In the fourth experiment, we have considered the standard deviation in delay, called standard delay (). Standard delay is related to one of the quality of service (QoS) parameter called jitter. One can see from Figure 10, the standard deviation of the end-to-end packet delay on the spanner CDT is lesser than the other spanners. This could happen because the total number of transmissions on the spanner CDT is less which makes the variation to the average delay will also be less.

The minimum and maximum values of the packet end-to-end delay for different network topologies are shown in Figures 11 and 12, respectively, at different transfer rates for the five network topologies. We can observe that the minimum and maximum packet's end-to-end delays of CDT are lesser than the other spanners.

The graphs for minimum and maximum hop counts are shown in Figures 13 and 14, respectively. Due to the constraint edges in CDT, the minimum and maximum hop counts are lesser in CDT than the other spanners.

Figures 15 and 16 show the minimum and maximum standard delays, respectively. From the experiments, we have seen that the minimum and maximum standard delays are lesser in CDT.
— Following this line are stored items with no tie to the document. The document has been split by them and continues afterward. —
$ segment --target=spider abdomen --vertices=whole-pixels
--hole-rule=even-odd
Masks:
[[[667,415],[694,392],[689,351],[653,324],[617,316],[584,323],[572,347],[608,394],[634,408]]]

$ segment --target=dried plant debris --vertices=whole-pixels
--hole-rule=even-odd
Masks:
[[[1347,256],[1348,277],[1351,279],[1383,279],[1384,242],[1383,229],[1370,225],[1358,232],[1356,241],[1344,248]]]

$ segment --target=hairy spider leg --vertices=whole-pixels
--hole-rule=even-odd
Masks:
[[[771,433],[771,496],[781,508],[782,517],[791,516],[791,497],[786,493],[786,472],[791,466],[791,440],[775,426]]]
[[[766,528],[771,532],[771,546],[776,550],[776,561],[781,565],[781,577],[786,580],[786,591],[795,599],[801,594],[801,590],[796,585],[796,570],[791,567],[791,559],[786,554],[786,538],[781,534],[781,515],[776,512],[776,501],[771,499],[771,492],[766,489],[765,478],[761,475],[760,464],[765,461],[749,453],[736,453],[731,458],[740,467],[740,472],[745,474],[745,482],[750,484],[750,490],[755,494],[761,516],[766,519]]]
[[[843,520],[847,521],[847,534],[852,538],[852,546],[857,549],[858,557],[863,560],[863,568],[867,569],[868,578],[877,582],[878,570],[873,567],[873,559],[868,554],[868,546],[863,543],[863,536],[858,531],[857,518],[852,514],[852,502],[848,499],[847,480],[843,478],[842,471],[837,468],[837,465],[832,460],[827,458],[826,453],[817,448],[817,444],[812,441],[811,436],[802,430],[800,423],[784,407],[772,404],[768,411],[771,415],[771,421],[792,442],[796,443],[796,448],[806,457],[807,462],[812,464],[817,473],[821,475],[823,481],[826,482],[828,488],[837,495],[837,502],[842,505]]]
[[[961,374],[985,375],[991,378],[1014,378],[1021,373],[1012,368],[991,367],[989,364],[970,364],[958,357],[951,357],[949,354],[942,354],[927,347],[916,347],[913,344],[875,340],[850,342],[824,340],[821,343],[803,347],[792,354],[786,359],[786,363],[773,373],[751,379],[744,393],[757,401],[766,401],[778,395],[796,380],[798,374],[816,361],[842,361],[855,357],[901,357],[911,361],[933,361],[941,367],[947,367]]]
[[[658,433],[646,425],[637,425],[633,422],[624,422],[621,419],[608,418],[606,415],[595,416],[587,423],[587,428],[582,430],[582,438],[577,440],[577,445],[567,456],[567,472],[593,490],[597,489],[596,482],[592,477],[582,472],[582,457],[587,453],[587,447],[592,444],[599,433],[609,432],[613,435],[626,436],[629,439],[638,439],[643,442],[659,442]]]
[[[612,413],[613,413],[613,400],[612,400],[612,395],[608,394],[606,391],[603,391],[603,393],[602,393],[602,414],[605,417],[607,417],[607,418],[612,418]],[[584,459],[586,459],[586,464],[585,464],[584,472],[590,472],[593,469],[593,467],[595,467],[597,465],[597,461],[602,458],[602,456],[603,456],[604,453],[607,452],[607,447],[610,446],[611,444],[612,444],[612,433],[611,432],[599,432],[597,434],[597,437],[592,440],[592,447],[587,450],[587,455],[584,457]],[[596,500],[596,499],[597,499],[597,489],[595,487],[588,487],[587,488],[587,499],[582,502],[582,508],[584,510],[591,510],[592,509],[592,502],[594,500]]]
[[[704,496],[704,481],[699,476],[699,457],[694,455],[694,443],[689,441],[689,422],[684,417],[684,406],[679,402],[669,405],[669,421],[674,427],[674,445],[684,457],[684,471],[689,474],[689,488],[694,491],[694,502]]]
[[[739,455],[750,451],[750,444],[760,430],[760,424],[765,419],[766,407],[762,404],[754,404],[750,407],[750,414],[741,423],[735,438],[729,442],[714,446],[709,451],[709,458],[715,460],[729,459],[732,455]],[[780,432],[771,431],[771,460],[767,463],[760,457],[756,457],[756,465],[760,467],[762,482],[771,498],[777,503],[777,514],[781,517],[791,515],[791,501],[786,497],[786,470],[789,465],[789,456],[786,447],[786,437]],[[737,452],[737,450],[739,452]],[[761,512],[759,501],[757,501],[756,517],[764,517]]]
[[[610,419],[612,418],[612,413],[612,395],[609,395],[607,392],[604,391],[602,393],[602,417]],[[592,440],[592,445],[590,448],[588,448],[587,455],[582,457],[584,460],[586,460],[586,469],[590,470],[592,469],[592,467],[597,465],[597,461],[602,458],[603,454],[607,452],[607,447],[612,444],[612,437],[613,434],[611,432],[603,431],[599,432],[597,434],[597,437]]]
We have done the final experiment on throughput. Figures 17, 18 and 19 show that the constrained Delaunay triangulation has better throughput compared to other spanners. This can happen because the constraint edges in CDT make the packets to reach the destination with fewer number of transmissions than in PLDel, LDel, GG, and RNG, which reduces the collisions, and latency thereby increase the throughput.

#### 4. Conclusion

The existing geometric spanners GG, RNG, LDe, and PLDel have smaller edges due to their geometric properties, which increase the hop count and delay. We have proposed CDT by introducing larger constrained edges to reduce hop count and delay. The experimental results substantiate our claim. Moreover, CDT is most suitable geometric spanner for multimedia and real-time applications because of lower standard delays. It would be interesting to study these spanners under various mobility conditions.